El caso generó un fuerte impacto social en la provincia. Más porque el hombre que provocó la tragedia, Adrián Ocampo Cazón (actualmente con 48 años), fue detenido y luego liberado gracias a un cambio de calificación que resolvió la jueza Alejandra Mauricio, que le permitió dejar la cárcel en pocos meses.

La fiscal de instrucción del caso, Claudia Alejandra Ríos, apeló la resolución de primera instancia que pasó de un homicidio simple con dolo a eventual a un homicidio culposo (sin intención) y terminó ganando la “batalla” de criterios.

Con una nueva resolución de la ya desaparecida Cámara de Apelaciones en lo Penal, la representante del Ministerio Público ordenó nuevamente la captura de Ocampo Cazón para que se siente en el banquillo de los acusados arriesgando de 8 a 25 años.

Sin embargo, cuando lo fueron a detener nuevamente ya era tarde. Efectivos de Investigaciones no lo encontraron en el domicilio que compartía con su esposa e hijos en Luján. Quedó en la orden del día pero poco se supo de él.

Pasaron los años y el caso presentó una novedad en las últimas horas: el Ministerio de Seguridad elevó el monto inicial de la recompensa para aquellas personas que puedan aportar datos certeros que permitan llegar a su detención.

De acuerdo con fuentes judiciales y policiales, Ocampo Cazón escapó hacia su país natal, Bolivia, cuando intentaron apresarlo para que responda en la causa en un juicio oral y público. Vivía en calle Cobos sin número, en la finca La Colonia, de Agrelo.

“El Ministerio de Seguridad de la provincia ofrece públicamente una recompensa de hasta un millón trescientos cincuenta mil pesos ($1.350.000) para quien aporte datos que permitan dar con el paradero del prófugo Adrián Ocampo Cazón”, reza la publicación que tiene como objetivo trabajar en el esclarecimiento del hecho.

Ocampo Cazó nació el 8 de setiembre de 1975 en Potosí, Bolivia. Al otro día del siniestro, accedió a charlar con El Sol mientras se encontraba internado en el Hospital Central. Dijo que no se acordaba del accidente porque se encontraba ebrio.  

Las fuentes agregaron que el hombre que manejaba a contramano su Renault 19 mientras lo acompañaba un amigo tiene pedido de captura internacional a través de Interpol. Sin embargo, poder encontrarlo en su país de origen se transformó en un tarea de difícil resolución.
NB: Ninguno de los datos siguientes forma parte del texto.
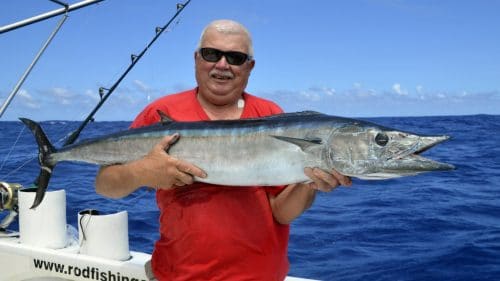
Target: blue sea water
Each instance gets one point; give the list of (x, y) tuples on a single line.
[(435, 226)]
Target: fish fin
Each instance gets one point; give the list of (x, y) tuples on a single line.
[(45, 149), (302, 143), (164, 118)]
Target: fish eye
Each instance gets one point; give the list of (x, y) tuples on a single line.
[(381, 139)]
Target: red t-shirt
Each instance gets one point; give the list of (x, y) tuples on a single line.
[(210, 232)]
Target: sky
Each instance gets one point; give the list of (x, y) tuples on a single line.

Juan Manuel y su hija, María Laura, las víctimas del accidente ocurrido el 11 de febrero del 2013.

Impacto frontal

El siniestro vial que terminó con la vida Juan Manuel y María Laura Viudez y le provocó serias lesiones a Héctor Donoso, pareja de la mujer, quien también circulaba en el auto y regresaba desde Santa Rosa, ocurrió cerca de las 3 del 11 febrero del 2013 sobre el Acceso Este, a pocos metros del cruce con ruta 50.

La familia regresaba sin inconvenientes cuando se encontraron con un vehículo que venía a contramano, es decir, circulaba hacia el este por la mano que va hacia el oeste. Ocampo Cazón manejaba un Renault 19 y lo acompañaba un amigo, Camino Pacífico Villalobos, también en estado de ebriedad de acuerdo a los peritajes posteriores realizados (presentaba 0,79 de alcohol en sangre).

Ocampo Cazón cuando habló con El Sol, luego de impactar de frente contra el Peugeot 405 de las víctimas.

El Renault 19 había parado minutos antes a cargar combustible en la estación de servicio Oil y salió a la ruta para transitar 420 metros en dirección contraria. Así fue que terminó impactando contra el 405 donde circulaban las tres personas. Producto del impacto, María Laura y su papá murieron. Antes de fallecer, el hombre llamó a su mujer y le dijo que la amaba. Donoso sufrió lesiones que motivaron su internación.

Por su parte, Ocampo Cazón quedó internado en el efector público de calle Alem. Allí habló con este diario y confesó que no se acordaba nada porque estaba borracho.